Like many studios set up by ex-triple-A developers, Reikon was founded so that a group of game makers to exercise their creative muscles after years of working on other people’s IP.
Initially just a small team of four, Reikon (that's ray-con) was launched by former employees of Witcher firm CD Projekt RED and Techland, best known for Dying Light and Dead Island.
Despite these companies being titans of Polish game development, something was missing.
“It was always someone else's ideas and we didn't have the freedom to do what we wanted; there was always someone else who knew how it was done,” narrative designer Magdalena Tomkowicz says.

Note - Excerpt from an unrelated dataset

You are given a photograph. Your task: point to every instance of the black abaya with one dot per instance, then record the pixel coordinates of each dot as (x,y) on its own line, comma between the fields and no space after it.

“We didn't have the comfort of doing our own thing. We are passionate about other things – no more zombies, no more fantasy. So we just reached a point where there was nothing more to do. We wanted to do something that would really drive and interest us. I've always been interested in how humanity develops with technology. My father was a computer engineer, so I grew up with computers and all these weird ideas in the '80s. The guys were looking for a challenge in terms of gameplay and coding and so on. We came together and started working on it.”
The cyberpunk ‘Hotline Miami meets Akira’ Ruiner was not the first project that Reikon tried its hand at. Before landing on what would become Ruiner, the developers had ideas for an adventure title as well as a platformer project.
“The seed idea for Ruiner was something of a tower hack, like Die Hard, where the player had to outsmart the guards and so on," Tomkowicz says.
"There's a bit of that still there, but then we played Hotline Miami and loved the sense of the party and the mood that just drags you in where you're in a constant rhythm.